Re: COVID-19 testing and my son
I am writing to you in regards to the COVID-19 testing protocols, as I have a number of very significant concerns about these and, as such, am currently unwilling to grant my consent for my son, [name], to undergo any such testing.
The test currently being deployed to detect COVID-19 infection is the Polymerase Chain Reaction (PCR) test. This test, however, was not developed for and is not a reliable indicator of the presence of infectious disease. The Nobel-Prize winning inventor of the test, Kary B. Mullis, is quoted as stating: "PCR tests cannot detect free infectious viruses at all” (1). They can detect genetic sequences of viruses, but not viruses themselves. PCR test technology relies on amplifying results many times over. If they are amplified less than about 35 times, no-one will test positive. If they are amplified 60 times, everyone will test positive. So to be clear - a positive PCR test result is not evidence that a person is either unwell with any infection, or infectious to others.
It is important to recognise that inappropriate use of PCR tests to misdiagnose infectious disease is not a new phenomenon; in 2007, the presence of positive PCR tests led staff at Dartmouth-Hitchcock Medical Center to falsely believe they were in the midst of a whooping cough (pertussis) epidemic. Nearly 1,000 health care workers at the hospital in Lebanon, N.H., were given a preliminary test and furloughed from work until their results were in; 142 people were told they appeared to have the disease; and thousands were given antibiotics and a vaccine for protection. Hospital beds were taken out of commission, including some in intensive care.
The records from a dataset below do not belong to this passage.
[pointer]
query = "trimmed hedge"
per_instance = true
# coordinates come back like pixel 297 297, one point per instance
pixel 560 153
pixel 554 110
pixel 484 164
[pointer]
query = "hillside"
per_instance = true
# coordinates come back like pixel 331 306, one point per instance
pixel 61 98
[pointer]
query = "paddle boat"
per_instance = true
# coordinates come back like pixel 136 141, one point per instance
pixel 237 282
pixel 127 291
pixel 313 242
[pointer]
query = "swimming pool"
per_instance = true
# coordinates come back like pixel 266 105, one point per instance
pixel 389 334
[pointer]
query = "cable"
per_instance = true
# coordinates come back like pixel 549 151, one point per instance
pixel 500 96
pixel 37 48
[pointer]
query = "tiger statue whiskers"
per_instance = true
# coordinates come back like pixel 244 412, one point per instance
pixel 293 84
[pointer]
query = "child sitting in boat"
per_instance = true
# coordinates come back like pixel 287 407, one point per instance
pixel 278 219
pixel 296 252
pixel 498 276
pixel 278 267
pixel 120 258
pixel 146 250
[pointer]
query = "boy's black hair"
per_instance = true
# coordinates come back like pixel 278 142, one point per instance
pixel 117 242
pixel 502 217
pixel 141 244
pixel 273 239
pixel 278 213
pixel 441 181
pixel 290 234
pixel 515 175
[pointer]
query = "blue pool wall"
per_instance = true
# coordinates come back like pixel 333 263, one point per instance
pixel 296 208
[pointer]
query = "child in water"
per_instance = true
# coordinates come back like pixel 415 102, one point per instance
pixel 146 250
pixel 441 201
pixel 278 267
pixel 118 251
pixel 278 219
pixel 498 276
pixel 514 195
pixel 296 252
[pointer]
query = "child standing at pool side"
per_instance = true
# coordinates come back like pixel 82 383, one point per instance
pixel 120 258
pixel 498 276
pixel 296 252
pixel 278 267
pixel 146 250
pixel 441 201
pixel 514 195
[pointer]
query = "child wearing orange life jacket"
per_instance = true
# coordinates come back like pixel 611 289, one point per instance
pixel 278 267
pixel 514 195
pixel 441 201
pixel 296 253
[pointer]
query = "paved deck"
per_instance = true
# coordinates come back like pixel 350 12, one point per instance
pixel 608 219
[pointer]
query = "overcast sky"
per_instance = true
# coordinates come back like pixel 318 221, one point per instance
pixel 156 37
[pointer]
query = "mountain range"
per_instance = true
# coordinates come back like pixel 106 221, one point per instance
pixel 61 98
However, nearly a year later, the entire episode was declared a false alarm, since not a single case of whooping cough was confirmed with the definitive test, growing the bacterium, Bordetella pertussis, in the laboratory. Instead, it appears the healthcare workers were probably afflicted with ordinary respiratory diseases like the common cold. According to epidemiologists and infectious disease specialists, this episode occurred because too much faith was placed in a quick and highly sensitive molecular test - the PCR test - that led them astray.
Reflecting on the situation, Dr. Cathy A. Petti, an infectious disease specialist at the University of Utah, said the story had one clear lesson.
"The big message is that every lab is vulnerable to having false positives," Dr. Petti said. "No single test result is absolute and that is even more important with a test result based on PCR." (2)
Given the above, I do not feel it is in [my son's] interests to receive a PCR test for COVID-19, as the test is not fit for purpose where it comes to diagnosing the presence of active infection. If [my son] becomes unwell with COVID-like symptoms, then I am happy for him to self-isolate at home, either at my home or his mother's, for two weeks. thereby eliminating any potential risk of passing infection on to others, but I am not prepared to give my consent for him to receive a wholly inappropriate and unreliable test. Further, I do not believe this test is adequately safe. The intranasal nature of the PCR test represents a highly invasive experience that is not only potentially extremely distressing for a child, but it also carries with it risks to health. Media reports have detailed cases of the nasal swab penetrating the blood-brain barrier and causing brain fluid to leak (3), and there are also reports of the tests being contaminated due to inadequate quality controls at the CDC (4).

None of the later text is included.